IBM is an example of a company that realised the importance of embracing diversity and equality as early as 1935 with Thomas Watson Sr, IBM’s CEO and founder, introducing the equal pay for equal work initiative. This was 28 years before the US Equal Pay Act.

IBM was also the first major company to add sexual orientation to its US non-discrimination policy, and in 2004 IBM launched a networking group for GLBTI employees that now has a membership of 97 participants in Australia and many thousands worldwide. IBM also boasts 44 “out and proud” high-level executives around the globe.

With the concept of “innovation” being the message that IBM has built its brand on, it only makes sense that the evolution of the company involves an acceptance of employees from all backgrounds, including sexual orientation. By not limiting incoming employees to a certain demographic, IBM has remained one of the top corporations in the world to work for, year after year. To put it simply, diversity fuels creativity which in turn fires up innovation.

Another benefit of embracing workplace diversity is realising that the concept is a bridge between the workplace itself and the marketplace. IBM has a sales staff dedicated to the GLBTI business community. This is the first team of its kind in any Fortune 500 technology company, which is shocking considering that studies show GLBTI decision-makers favour a company that embraces the GLBTI community.

These customers appreciate and value suppliers that have openly out employees.

As a result, IBM can attribute tens of millions of dollars in global attributable revenue to its diversity strategy. More importantly, IBM is fostering a workplace where all employees feel valued and are contributing to a more diversified workplace.

With a new workforce entering the market, corporate decision makers need to realise that this generation is a hot commodity in the war for talent. Studies show that Gen Y is looking for socially responsible employers, and IBM seems to be hitting the mark with 75 percent of graduate candidates citing diversity reasons for joining IBM.
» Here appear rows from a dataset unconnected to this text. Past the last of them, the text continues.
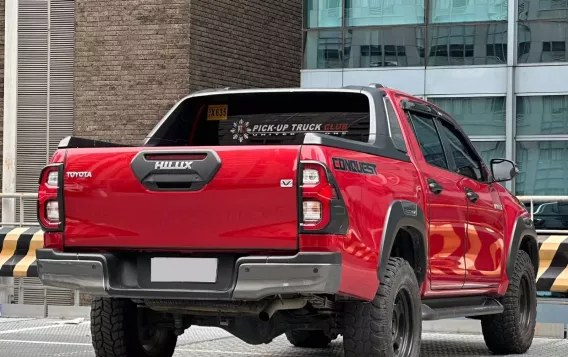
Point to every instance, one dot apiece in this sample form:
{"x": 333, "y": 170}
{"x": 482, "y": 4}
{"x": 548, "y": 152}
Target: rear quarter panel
{"x": 512, "y": 210}
{"x": 367, "y": 198}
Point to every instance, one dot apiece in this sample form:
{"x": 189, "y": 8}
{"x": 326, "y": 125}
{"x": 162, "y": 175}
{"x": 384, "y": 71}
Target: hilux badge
{"x": 173, "y": 165}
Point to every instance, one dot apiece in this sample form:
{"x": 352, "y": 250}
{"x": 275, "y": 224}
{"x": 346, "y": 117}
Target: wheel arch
{"x": 405, "y": 224}
{"x": 524, "y": 238}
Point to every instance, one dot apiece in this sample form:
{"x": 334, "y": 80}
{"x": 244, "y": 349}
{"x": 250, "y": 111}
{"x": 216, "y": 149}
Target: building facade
{"x": 499, "y": 67}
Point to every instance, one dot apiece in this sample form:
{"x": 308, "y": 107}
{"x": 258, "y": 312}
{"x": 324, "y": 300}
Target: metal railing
{"x": 20, "y": 197}
{"x": 531, "y": 200}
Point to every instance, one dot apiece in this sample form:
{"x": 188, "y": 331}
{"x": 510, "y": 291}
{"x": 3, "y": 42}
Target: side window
{"x": 396, "y": 130}
{"x": 429, "y": 140}
{"x": 467, "y": 162}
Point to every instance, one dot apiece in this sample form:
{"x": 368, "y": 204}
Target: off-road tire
{"x": 114, "y": 331}
{"x": 308, "y": 338}
{"x": 505, "y": 333}
{"x": 369, "y": 326}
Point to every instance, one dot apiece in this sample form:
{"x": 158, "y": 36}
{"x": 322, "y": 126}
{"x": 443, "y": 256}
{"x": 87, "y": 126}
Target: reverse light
{"x": 310, "y": 177}
{"x": 312, "y": 211}
{"x": 53, "y": 178}
{"x": 52, "y": 211}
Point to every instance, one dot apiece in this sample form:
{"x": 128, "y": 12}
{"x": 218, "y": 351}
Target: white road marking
{"x": 47, "y": 343}
{"x": 177, "y": 349}
{"x": 28, "y": 329}
{"x": 221, "y": 352}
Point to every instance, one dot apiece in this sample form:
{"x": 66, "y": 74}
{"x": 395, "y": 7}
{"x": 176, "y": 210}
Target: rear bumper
{"x": 244, "y": 278}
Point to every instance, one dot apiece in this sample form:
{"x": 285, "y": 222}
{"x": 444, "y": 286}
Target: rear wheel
{"x": 391, "y": 325}
{"x": 118, "y": 329}
{"x": 512, "y": 332}
{"x": 308, "y": 338}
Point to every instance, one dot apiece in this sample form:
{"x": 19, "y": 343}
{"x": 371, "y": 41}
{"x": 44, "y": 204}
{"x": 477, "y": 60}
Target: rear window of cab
{"x": 264, "y": 118}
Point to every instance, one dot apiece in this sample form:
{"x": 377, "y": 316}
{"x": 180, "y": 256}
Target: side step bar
{"x": 460, "y": 307}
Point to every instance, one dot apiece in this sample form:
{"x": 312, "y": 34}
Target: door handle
{"x": 434, "y": 186}
{"x": 472, "y": 196}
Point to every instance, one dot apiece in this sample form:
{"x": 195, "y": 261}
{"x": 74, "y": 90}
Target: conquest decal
{"x": 359, "y": 167}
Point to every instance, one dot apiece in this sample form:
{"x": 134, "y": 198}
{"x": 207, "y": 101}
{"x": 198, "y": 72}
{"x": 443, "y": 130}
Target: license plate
{"x": 183, "y": 270}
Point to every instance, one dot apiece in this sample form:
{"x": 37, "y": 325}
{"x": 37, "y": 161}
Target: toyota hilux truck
{"x": 311, "y": 213}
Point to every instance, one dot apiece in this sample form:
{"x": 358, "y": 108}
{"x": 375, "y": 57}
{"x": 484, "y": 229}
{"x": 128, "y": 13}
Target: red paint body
{"x": 244, "y": 209}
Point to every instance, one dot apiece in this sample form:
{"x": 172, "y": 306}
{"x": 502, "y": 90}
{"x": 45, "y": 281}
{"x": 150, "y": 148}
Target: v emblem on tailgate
{"x": 286, "y": 183}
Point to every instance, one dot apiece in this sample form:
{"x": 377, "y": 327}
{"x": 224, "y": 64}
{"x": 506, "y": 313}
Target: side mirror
{"x": 503, "y": 170}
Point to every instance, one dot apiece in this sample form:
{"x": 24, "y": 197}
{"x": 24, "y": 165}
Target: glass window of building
{"x": 542, "y": 42}
{"x": 459, "y": 45}
{"x": 542, "y": 115}
{"x": 477, "y": 116}
{"x": 543, "y": 168}
{"x": 391, "y": 47}
{"x": 383, "y": 12}
{"x": 543, "y": 10}
{"x": 454, "y": 11}
{"x": 323, "y": 13}
{"x": 322, "y": 49}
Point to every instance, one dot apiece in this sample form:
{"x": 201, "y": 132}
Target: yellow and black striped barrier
{"x": 18, "y": 258}
{"x": 18, "y": 247}
{"x": 553, "y": 270}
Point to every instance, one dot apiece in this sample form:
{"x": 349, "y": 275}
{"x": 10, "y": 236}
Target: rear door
{"x": 485, "y": 240}
{"x": 447, "y": 207}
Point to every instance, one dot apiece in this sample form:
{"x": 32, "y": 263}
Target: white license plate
{"x": 183, "y": 270}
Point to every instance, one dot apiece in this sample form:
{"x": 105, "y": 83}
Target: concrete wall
{"x": 245, "y": 43}
{"x": 131, "y": 65}
{"x": 2, "y": 14}
{"x": 135, "y": 59}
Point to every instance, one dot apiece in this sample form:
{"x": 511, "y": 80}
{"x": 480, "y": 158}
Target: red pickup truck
{"x": 314, "y": 213}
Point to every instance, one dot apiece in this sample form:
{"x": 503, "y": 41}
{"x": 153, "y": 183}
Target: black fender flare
{"x": 402, "y": 213}
{"x": 523, "y": 227}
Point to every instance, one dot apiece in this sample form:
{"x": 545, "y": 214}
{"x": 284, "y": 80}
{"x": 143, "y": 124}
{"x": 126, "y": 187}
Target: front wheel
{"x": 391, "y": 324}
{"x": 512, "y": 332}
{"x": 118, "y": 330}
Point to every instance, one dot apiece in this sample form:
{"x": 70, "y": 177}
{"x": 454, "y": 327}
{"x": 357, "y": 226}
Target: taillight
{"x": 322, "y": 208}
{"x": 53, "y": 240}
{"x": 50, "y": 198}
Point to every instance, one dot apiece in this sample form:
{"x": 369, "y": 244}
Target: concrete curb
{"x": 473, "y": 327}
{"x": 68, "y": 312}
{"x": 14, "y": 310}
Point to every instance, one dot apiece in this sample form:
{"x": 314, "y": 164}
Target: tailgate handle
{"x": 175, "y": 170}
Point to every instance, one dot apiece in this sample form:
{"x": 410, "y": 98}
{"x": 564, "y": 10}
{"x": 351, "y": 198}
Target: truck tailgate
{"x": 211, "y": 198}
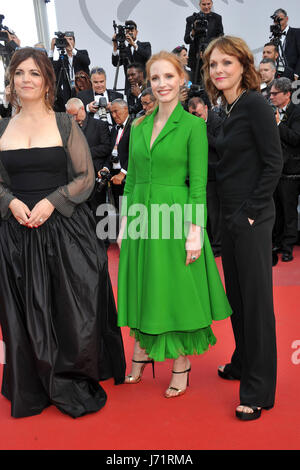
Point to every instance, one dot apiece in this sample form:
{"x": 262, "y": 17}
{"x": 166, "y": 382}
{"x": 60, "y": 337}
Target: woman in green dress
{"x": 169, "y": 288}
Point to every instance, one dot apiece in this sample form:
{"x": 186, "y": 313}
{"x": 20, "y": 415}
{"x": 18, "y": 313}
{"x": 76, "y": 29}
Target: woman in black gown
{"x": 57, "y": 310}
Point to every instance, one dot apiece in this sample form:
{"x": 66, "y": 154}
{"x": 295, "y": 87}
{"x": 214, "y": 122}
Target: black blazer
{"x": 213, "y": 126}
{"x": 292, "y": 49}
{"x": 289, "y": 130}
{"x": 98, "y": 137}
{"x": 123, "y": 147}
{"x": 215, "y": 29}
Some of the popular diversity programs being implemented at IBM include HR policies and benefits offering equal access for same-sex couples, supporting an employee float at the Sydney Mardi Gras and utilising the 2004 Federal amendments to “interdependency provisions” for IBM superannuation policy.

In Asia-Pacific, economic and demographic drivers have brought us to a point where the GLBTI community will be increasingly valued as a vital resource. We must work together in the business community to share best practices to make sure that this potential is realised.

As innovation becomes increasingly important to companies in Australia the diversity agenda will most definitely take on a far more strategic importance because as Jeff Immelt, Chairman and CEO of General Electric, once said, “If you’re not innovating, you’re in commodity hell.”